Irish soda bread is a staple in any Irish or Irish American household!
The soda bread recipe was first introduced to Ireland during the 1840s. A traditional product of a poor country, soda bread was made with only the most basic of ingredients: flour, baking soda (instead of yeast), soured milk to moisten and activate the soda, and salt.
Perhaps it is the fact that bread-making was so much a part of daily life in Ireland that makes the recipe, the smell, and the taste so special to Irish people.

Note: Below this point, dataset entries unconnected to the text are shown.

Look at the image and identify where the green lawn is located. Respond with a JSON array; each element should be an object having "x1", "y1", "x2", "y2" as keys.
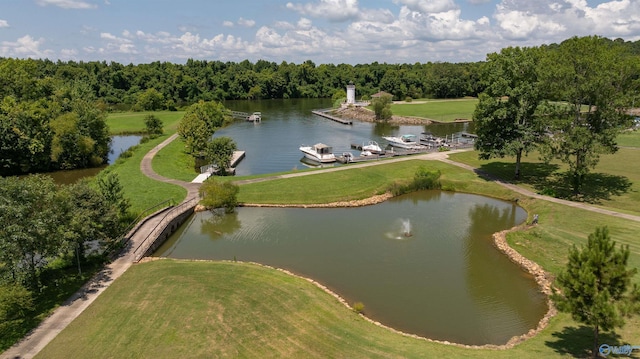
[
  {"x1": 390, "y1": 98, "x2": 478, "y2": 122},
  {"x1": 106, "y1": 111, "x2": 184, "y2": 134}
]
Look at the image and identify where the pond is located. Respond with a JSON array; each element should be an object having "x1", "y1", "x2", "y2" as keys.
[
  {"x1": 45, "y1": 135, "x2": 141, "y2": 185},
  {"x1": 153, "y1": 191, "x2": 547, "y2": 346},
  {"x1": 218, "y1": 99, "x2": 474, "y2": 176}
]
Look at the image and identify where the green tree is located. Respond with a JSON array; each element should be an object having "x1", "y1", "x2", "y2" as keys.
[
  {"x1": 205, "y1": 137, "x2": 237, "y2": 175},
  {"x1": 553, "y1": 226, "x2": 640, "y2": 358},
  {"x1": 199, "y1": 178, "x2": 239, "y2": 213},
  {"x1": 371, "y1": 94, "x2": 393, "y2": 120},
  {"x1": 144, "y1": 114, "x2": 163, "y2": 136},
  {"x1": 134, "y1": 88, "x2": 165, "y2": 111},
  {"x1": 474, "y1": 46, "x2": 545, "y2": 179},
  {"x1": 539, "y1": 36, "x2": 638, "y2": 193},
  {"x1": 0, "y1": 283, "x2": 34, "y2": 348},
  {"x1": 177, "y1": 112, "x2": 210, "y2": 154}
]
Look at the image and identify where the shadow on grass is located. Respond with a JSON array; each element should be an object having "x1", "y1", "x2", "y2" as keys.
[
  {"x1": 476, "y1": 161, "x2": 633, "y2": 204},
  {"x1": 545, "y1": 325, "x2": 628, "y2": 358},
  {"x1": 533, "y1": 172, "x2": 633, "y2": 204}
]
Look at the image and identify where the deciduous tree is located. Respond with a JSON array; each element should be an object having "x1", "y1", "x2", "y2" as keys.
[
  {"x1": 539, "y1": 36, "x2": 638, "y2": 193},
  {"x1": 474, "y1": 46, "x2": 545, "y2": 179}
]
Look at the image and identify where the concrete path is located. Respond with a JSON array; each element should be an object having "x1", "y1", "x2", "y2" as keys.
[{"x1": 1, "y1": 134, "x2": 199, "y2": 359}]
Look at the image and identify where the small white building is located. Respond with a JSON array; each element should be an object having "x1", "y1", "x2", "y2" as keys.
[{"x1": 346, "y1": 81, "x2": 355, "y2": 105}]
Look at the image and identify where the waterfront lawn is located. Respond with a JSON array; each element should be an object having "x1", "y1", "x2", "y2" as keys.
[
  {"x1": 390, "y1": 98, "x2": 478, "y2": 122},
  {"x1": 151, "y1": 136, "x2": 200, "y2": 182},
  {"x1": 106, "y1": 111, "x2": 184, "y2": 135},
  {"x1": 104, "y1": 133, "x2": 187, "y2": 214}
]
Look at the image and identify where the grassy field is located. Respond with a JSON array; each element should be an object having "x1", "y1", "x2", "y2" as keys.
[
  {"x1": 106, "y1": 111, "x2": 184, "y2": 134},
  {"x1": 37, "y1": 155, "x2": 640, "y2": 358},
  {"x1": 390, "y1": 98, "x2": 478, "y2": 122},
  {"x1": 448, "y1": 133, "x2": 640, "y2": 216}
]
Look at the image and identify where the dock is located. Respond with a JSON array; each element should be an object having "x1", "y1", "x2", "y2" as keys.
[
  {"x1": 192, "y1": 150, "x2": 246, "y2": 183},
  {"x1": 312, "y1": 109, "x2": 352, "y2": 125},
  {"x1": 336, "y1": 146, "x2": 431, "y2": 164}
]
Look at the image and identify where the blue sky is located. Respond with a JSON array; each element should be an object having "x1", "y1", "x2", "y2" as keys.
[{"x1": 1, "y1": 0, "x2": 639, "y2": 64}]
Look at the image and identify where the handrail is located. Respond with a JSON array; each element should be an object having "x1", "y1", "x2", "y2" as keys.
[
  {"x1": 132, "y1": 197, "x2": 198, "y2": 261},
  {"x1": 107, "y1": 199, "x2": 174, "y2": 256}
]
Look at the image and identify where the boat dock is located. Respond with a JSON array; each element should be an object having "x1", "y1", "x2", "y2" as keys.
[
  {"x1": 229, "y1": 111, "x2": 261, "y2": 122},
  {"x1": 312, "y1": 109, "x2": 352, "y2": 125},
  {"x1": 192, "y1": 150, "x2": 246, "y2": 183},
  {"x1": 336, "y1": 147, "x2": 430, "y2": 164}
]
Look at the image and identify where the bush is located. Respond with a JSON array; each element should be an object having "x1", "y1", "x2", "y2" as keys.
[
  {"x1": 352, "y1": 302, "x2": 365, "y2": 314},
  {"x1": 405, "y1": 97, "x2": 412, "y2": 102},
  {"x1": 412, "y1": 167, "x2": 442, "y2": 190},
  {"x1": 199, "y1": 178, "x2": 239, "y2": 213}
]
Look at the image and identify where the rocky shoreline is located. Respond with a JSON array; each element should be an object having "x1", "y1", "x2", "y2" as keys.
[{"x1": 334, "y1": 106, "x2": 435, "y2": 125}]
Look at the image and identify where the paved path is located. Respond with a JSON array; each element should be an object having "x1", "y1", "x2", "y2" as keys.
[{"x1": 1, "y1": 134, "x2": 198, "y2": 359}]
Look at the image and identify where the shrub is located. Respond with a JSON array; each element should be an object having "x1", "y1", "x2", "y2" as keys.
[{"x1": 352, "y1": 302, "x2": 365, "y2": 314}]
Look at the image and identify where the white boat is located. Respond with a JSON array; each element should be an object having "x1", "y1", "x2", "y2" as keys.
[
  {"x1": 299, "y1": 143, "x2": 336, "y2": 163},
  {"x1": 361, "y1": 140, "x2": 383, "y2": 154},
  {"x1": 382, "y1": 134, "x2": 421, "y2": 149},
  {"x1": 247, "y1": 112, "x2": 261, "y2": 122}
]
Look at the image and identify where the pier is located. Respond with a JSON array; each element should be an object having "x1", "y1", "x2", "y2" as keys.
[
  {"x1": 193, "y1": 150, "x2": 246, "y2": 183},
  {"x1": 312, "y1": 108, "x2": 352, "y2": 125},
  {"x1": 228, "y1": 111, "x2": 261, "y2": 122}
]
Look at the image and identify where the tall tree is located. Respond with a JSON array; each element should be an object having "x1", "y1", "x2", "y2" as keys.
[
  {"x1": 473, "y1": 46, "x2": 545, "y2": 179},
  {"x1": 553, "y1": 227, "x2": 640, "y2": 358},
  {"x1": 539, "y1": 36, "x2": 638, "y2": 193},
  {"x1": 371, "y1": 94, "x2": 393, "y2": 120},
  {"x1": 205, "y1": 136, "x2": 237, "y2": 175}
]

In rural areas, where homes were more isolated, most kitchens had open hearths and the bread would be cooked on griddles or in three-legged black iron pots, over the turf fires. The resulting loaf was tender and dense, with a sour tang and a hard crust.
The bread was quite perishable, and so every two or three days another loaf would be made and the smell of fresh bread would again waft through the house.
Irish soda bread recipe
- 2 cups all-purpose flour
- 2 cups whole wheat flour
- 1 1/2 teaspoons baking soda
- 3/4 teaspoon salt
- 2 cups low-fat buttermilk
- Cooking spray
Preheat oven to 450F.
Combine the flour, baking soda, and salt in a large bowl.
Make a well in the center of the mixture.
Add buttermilk to the flour mixture; stir until blended (dough will be sticky).
Turn the dough out onto a generously floured surface. Knead lightly 4 to 5 times.
Shape dough into an 8-inch round loaf; place on a baking sheet coated with cooking spray.
Bake at 450 for 15 minutes.
Reduce oven temperature to 400 and continue to bake for another 15 minutes, or until the loaf sounds hollow when tapped underneath.
Cool on a wire rack. Simple and delicious!